NSX-takeover at Castle Combe

Click image for a high-res gallery of the event

Our first experience behind-the-wheel of an NSX (circa 1996) reinforced our decision to keep Car and Driver's cutaway drawing above our desk until we moved out of the 'rents house. Honda's foray into mid-engine exotica has a similarly obsessive following, as evidenced by the NSX Club Britain's takeover of JapFest the weekend before last.

43 pristine examples of the NSX converged on the event, including one G-plate NSX that held the distinction of being the second such vehicle imported to Britain. With just 7,700 miles on the odometer, this 1990 model underwent an extensive restoration by Honda and was reportedly driven by Ayrton Senna during a trip to the UK.

Some of the participants traveled from as far away as Northern Ireland and Scotland to show off their wares, while others bombarded the track to test the limits of one of the few "everyday supercars." Color us impressed by the effort. Now if we can just find that cutaway pic, we'd like to get it framed and hung over our mantle.

Honda's full press release is posted after the jump.



Europe's largest ever gathering of Honda NSX supercars stole the limelight at last weekend's JapFest show at Castle Combe.

An incredible 43 of the legendary mid-engined sports cars were brought together for the event by one of the UK's biggest NSX clubs.

Owners from far and wide assembled at the Wiltshire venue to create a huge display – catching the attention of show organisers, who awarded the club a trophy for its efforts. Meanwhile, some of the more brave members ventured on track to test the limits of their immaculate machines.

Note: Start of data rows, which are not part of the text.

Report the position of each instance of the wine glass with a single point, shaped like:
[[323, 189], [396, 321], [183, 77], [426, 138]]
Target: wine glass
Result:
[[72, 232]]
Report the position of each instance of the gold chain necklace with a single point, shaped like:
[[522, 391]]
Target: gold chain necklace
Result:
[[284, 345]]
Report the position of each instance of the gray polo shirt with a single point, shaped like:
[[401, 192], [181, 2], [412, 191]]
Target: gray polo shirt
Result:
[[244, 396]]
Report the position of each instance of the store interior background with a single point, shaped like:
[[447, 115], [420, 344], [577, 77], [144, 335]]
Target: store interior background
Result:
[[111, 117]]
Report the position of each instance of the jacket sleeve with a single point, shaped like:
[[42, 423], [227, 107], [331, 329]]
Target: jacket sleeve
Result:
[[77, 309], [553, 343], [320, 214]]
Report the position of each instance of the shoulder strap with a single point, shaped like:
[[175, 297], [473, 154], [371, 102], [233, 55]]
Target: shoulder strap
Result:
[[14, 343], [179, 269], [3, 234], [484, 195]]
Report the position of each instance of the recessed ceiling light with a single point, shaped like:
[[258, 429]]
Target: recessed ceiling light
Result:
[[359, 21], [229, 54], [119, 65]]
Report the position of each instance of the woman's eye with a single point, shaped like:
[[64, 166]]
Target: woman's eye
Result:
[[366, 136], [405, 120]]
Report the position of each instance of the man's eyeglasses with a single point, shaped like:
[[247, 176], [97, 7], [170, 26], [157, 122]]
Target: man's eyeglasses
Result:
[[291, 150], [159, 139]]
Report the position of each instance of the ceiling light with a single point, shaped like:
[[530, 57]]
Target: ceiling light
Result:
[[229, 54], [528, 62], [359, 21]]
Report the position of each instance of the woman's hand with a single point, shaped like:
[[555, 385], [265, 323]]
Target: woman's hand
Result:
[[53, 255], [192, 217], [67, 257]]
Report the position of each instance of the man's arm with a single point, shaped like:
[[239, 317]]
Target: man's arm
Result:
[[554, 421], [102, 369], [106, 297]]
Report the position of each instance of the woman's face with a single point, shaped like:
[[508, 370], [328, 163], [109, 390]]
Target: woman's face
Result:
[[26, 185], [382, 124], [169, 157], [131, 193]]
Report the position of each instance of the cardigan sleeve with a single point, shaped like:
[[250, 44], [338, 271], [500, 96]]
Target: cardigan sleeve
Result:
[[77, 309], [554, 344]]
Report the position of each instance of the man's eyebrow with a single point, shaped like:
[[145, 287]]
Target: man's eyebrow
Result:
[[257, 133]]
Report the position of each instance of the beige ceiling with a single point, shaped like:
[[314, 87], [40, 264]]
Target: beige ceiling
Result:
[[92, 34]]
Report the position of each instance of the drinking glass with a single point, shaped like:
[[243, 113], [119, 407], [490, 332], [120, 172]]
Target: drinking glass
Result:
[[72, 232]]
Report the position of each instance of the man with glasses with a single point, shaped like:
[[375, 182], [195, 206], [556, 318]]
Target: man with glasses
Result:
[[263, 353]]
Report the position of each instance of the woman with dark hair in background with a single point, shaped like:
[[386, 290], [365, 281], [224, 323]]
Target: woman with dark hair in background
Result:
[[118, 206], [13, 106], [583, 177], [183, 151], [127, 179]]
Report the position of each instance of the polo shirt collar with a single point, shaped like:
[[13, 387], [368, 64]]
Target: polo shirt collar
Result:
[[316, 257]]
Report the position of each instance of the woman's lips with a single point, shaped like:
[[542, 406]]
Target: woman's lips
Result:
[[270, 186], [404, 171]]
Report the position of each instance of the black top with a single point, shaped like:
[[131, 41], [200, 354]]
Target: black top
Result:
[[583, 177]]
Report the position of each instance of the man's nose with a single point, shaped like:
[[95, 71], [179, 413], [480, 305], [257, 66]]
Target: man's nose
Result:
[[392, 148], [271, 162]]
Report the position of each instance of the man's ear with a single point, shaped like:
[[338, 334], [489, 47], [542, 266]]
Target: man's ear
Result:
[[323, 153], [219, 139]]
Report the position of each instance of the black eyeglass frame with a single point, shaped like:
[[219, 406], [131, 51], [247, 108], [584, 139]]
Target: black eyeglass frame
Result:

James Taylor, from the online-based NSX Club Britain, said: "This was our first ever stand at a large event and everyone was blown away by the sheer number of cars that turned up. Some people had travelled all the way down from Scotland and Northern Ireland to be there."

Honda (UK) contributed to the pack of NSXs with its own, rare version of the car. The G-plate NSX, registered in 1990, is thought to be the second NSX ever brought to the country. And despite its age, it's in immaculate condition – thanks to restoration work carried out by the Honda (UK) press workshop, and the meagre 7,700 miles on the clock. Its other claim to fame is that it was once driven by Ayrton Senna on a visit to Honda (UK).

Notes for editors:

The NSX made its debut in 1990 as a genuine mid-engine sports car with an all-aluminium monocoque body – a world's first for a production vehicle at the time. The NSX continued to evolve, with performance improvements including increased displacement, a 6-speed manual transmission, enhanced aerodynamic performance, and different tyre sizes, along with the addition of the NSX-T open-top model and the NSX-R pure sports model with further enhanced driving performance. One of the first true sports cars to adopt clean emissions measures, the NSX succeeded in combining exhilarating driving performance with superior environmental performance. As a result, the NSX achieved total worldwide sales of over 18,000 units during the 15 years it was in production.

The History of the NSX

Feb. 1989

NS-X mid-engine sports car prototype introduced at the Chicago Auto Show

Oct. 1989

NS-X exhibited at the Tokyo Motor Show

Aug. 1990

Acura NSX went on sale in the US

Sept. 1990

NSX went on sale in Japan


"Owners' Meetings", designed to enhance driving skills, inaugurated

Jan. 1992

Custom order interior and body colour plan introduced; its range later expanded.

Nov. 1992

Pure sports model Type-R added to the line-up

Feb. 1993

Minor model change (addition of passenger-side SRS airbags, other enhanced equipment)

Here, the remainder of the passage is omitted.